- Buyer's Guide
Waterproof vs Water Resistant. What Do I Need?
There are few things more frustrating than arriving somewhere and realizing your gear is soaked through. That’s why choosing the right bag is super important. But finding that right bag can be trickier than we think: some bags say they’re waterproof, others say they’re water resistant, and you might not know what either term really means, let alone what you need.
Don’t worry. We’re here to help. We’ll explain the difference, look at all the variables, and give you some tried and true recommendations, so you can nail your bag of choice.
What's the difference?
The difference between waterproof and water resistant seems obvious. It’s right in their names. Waterproof means water won’t get through the bag. Water resistant means the bag will hold up against water but, at some point, water will get through.
That’s all true but all too simple. There are degrees of water resistance and waterproofness. So, to know what you need, you need to know how everything works.
Let’s dive into the differences.
What Does Water Resistant or 'Weatherproof' Mean?
Water resistance comes down to a bag’s materials and how those materials are put together. If any element of the bag can let water in, then it’s no longer waterproof. But it can still be pretty water resistant.
Let’s start with the fabric. The most common fabrics are nylon, polyester and cotton. These are measured in Denier. One yarn of the material is about one denier. The higher the denier count, the heavier the yarn.
So if your bag is made of 400D nylon, then each of the fibers is made up of 400 yarns of nylon. And so you'd think the more dense the material, the less water will get through, right? Not necessarily true.
600D nylon will repel water better than 1680D nylon. The super high Deniers, although thicker in fibers, actually have larger gaps (but I digress, we could write a whole post on Denier!).
So, even when the material is woven tight, water can still seep through. Water molecules are small, after all.
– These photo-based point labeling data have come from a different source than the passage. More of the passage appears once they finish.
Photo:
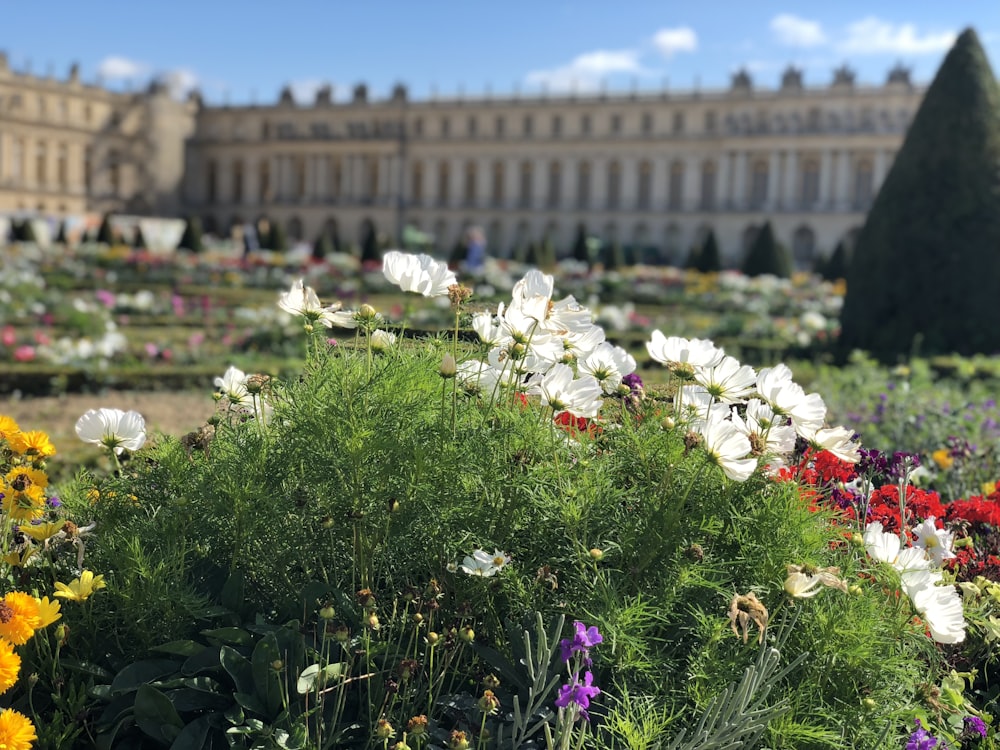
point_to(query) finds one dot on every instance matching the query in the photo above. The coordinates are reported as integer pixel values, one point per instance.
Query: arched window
(863, 190)
(758, 185)
(417, 183)
(469, 189)
(644, 194)
(238, 181)
(614, 185)
(809, 194)
(554, 195)
(583, 185)
(676, 197)
(444, 175)
(708, 171)
(527, 175)
(497, 196)
(804, 247)
(264, 182)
If the water pressure is high enough — that is, if it’s exerting enough force on the bag — water could make its way through the pores in the material.
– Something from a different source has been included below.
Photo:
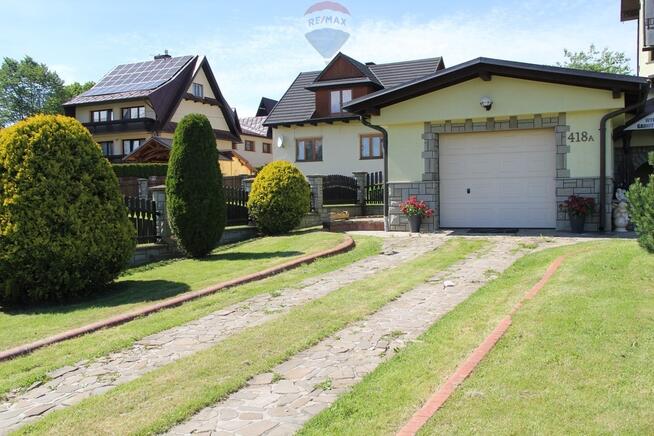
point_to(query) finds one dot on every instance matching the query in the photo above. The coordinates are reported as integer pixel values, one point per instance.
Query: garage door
(499, 179)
So you really need something with a protective backing or coating.
"If the water pressure is high enough — that is, if it’s exerting enough force on the bag — water could make its way through the pores in the material."
Coatings of polyurethane (PU), polyvinyl chloride (PVC), or thermoplastic elastomers (TPE) to the back side of fabric can help stop water getting through. Also a Teflon or good ol’ fashioned wax coating can be added to the surface to help water bead up and roll off.
Every little bit helps.
You can have all the waterproof fabric you like but it won’t be a waterproof bag if it features your standard zippers or stitching. Water will get in. Construction counts.
Beware of fancy marketing where they advertise "made with waterproof materials" in a way that makes the entire bag appear to be waterproof. A bag can be made with 100% waterproof materials, but still let water in like a sinking ship if constructed with traditional methods.
Your standard zipper has small openings between the teeth. Water that hits those teeth, be it via eerily accurate rain or submersion, will get through. Some bags provide splash guards or use water-resistant fabric to cover the zippers. Others use water-resistant or waterproof zips.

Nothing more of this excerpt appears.